D'Agosto: The clothes were amazing. I don't love to shop, but I got suits tailored for me in this show. Doctors [then] wore suits all day long, so they'd put their lab coat on [over], but the minute they'd take that off, they're in a shirt and tie and would put their suit jacket back on. So I was constantly in these beautiful, art-like artifacts.
I also drove this '55 Hudson Rambler. It has no power steering and no turn radius. It's impossible to move, but once it starts moving it's impossible to stop. It was really fun. We also walked around set where there was no plastic. Plastic is just finally being introduced after World War II. They're just starting to get it out in the real world. At this time, everything is glass and metal. So all the hospital rooms are full of glass and metal instruments. It's just fascinating to see that world.
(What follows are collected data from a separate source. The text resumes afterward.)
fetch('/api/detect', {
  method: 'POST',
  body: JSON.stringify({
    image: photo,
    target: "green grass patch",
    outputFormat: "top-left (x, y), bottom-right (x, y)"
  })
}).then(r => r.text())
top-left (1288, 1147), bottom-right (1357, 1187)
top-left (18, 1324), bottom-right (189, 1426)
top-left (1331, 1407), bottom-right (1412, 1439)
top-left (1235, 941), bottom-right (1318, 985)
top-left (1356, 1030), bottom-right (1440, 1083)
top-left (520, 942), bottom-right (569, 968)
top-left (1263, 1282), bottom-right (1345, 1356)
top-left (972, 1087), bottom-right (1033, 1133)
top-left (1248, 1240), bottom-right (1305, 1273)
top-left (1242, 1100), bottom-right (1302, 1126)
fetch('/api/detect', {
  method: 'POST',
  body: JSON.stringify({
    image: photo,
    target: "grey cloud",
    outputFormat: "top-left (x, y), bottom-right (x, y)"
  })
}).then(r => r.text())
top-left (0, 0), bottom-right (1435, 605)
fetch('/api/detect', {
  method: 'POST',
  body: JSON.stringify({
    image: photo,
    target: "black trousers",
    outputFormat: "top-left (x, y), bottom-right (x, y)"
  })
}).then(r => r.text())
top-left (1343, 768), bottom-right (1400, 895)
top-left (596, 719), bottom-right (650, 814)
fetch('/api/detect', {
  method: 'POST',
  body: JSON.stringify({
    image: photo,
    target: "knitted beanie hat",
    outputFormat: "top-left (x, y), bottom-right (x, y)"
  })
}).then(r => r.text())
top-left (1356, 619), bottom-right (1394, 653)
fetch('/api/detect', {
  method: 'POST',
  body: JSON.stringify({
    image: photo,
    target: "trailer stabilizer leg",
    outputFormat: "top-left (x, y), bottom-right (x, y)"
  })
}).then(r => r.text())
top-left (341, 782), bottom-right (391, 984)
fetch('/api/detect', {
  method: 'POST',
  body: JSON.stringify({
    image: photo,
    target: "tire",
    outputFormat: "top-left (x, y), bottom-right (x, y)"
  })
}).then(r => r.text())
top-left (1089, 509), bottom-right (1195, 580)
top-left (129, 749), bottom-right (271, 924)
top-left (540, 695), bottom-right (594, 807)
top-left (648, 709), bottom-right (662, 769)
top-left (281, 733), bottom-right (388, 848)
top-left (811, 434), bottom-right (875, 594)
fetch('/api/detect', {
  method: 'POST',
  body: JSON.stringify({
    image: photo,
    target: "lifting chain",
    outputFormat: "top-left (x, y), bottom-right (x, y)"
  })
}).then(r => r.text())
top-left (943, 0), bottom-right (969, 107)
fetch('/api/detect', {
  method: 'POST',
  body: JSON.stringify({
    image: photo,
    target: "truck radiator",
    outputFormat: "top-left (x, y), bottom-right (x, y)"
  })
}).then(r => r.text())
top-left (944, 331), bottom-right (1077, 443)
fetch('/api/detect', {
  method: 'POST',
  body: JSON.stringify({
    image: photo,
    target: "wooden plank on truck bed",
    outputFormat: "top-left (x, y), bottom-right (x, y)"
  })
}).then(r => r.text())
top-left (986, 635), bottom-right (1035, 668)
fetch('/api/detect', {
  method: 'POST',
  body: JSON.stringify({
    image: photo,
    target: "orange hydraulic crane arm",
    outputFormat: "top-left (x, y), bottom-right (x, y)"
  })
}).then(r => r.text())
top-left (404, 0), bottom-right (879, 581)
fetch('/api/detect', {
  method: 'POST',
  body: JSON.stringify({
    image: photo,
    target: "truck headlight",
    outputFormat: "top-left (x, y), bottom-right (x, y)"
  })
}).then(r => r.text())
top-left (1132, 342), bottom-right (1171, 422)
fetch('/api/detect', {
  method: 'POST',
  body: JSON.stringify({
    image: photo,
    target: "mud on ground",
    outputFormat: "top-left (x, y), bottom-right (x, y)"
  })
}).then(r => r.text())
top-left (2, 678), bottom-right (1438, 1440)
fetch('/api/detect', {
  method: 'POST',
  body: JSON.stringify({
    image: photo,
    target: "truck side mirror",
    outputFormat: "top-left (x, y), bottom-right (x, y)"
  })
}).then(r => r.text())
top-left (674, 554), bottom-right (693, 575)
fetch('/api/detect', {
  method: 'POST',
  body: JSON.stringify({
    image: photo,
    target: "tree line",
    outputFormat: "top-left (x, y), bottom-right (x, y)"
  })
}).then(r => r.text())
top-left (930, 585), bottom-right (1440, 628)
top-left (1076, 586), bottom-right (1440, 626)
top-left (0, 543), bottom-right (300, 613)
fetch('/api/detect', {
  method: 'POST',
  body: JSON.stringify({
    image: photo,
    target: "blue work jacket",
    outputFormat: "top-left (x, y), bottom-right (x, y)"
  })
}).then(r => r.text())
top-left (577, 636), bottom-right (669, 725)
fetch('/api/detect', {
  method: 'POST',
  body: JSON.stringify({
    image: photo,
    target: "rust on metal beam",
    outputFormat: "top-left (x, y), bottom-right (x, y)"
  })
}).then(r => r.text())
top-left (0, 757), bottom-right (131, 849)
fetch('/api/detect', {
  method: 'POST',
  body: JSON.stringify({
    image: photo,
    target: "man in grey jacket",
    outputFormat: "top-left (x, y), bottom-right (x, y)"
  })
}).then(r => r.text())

And also, the show is fascinating because it wasn't really that long ago.
D'Agosto: I think that's the heart of this show. This is something that my parents' generation experienced while they were young. This was influencing them. We are one or two generations removed from how important the study was of what these people were doing, how they affect our everyday life. You look at how sex is talked about today, with the ease which we talk about things, with the way information is shared about how to do it: What to do, what people like. All of that is so hidden at this time period. It was just 60 years ago. It's fascinating.
Do you feel that this show is continuing the dialogue that Masters and Johnson started?
D'Agosto: In my heart of hearts I hope it creates a dialogue, that there will be somebody who watches this and feels more comfortable with whatever they're feeling because they're watching how people in the '50s were dealing with this sort of thing. It's comforting to watch someone in this time period pinpointing these problems and that I'm benefiting from all that. The vast majority of us have a much healthier life because of what Masters and Johnson did.
Masters of Sex airs Sundays at 10/9c on Showtime.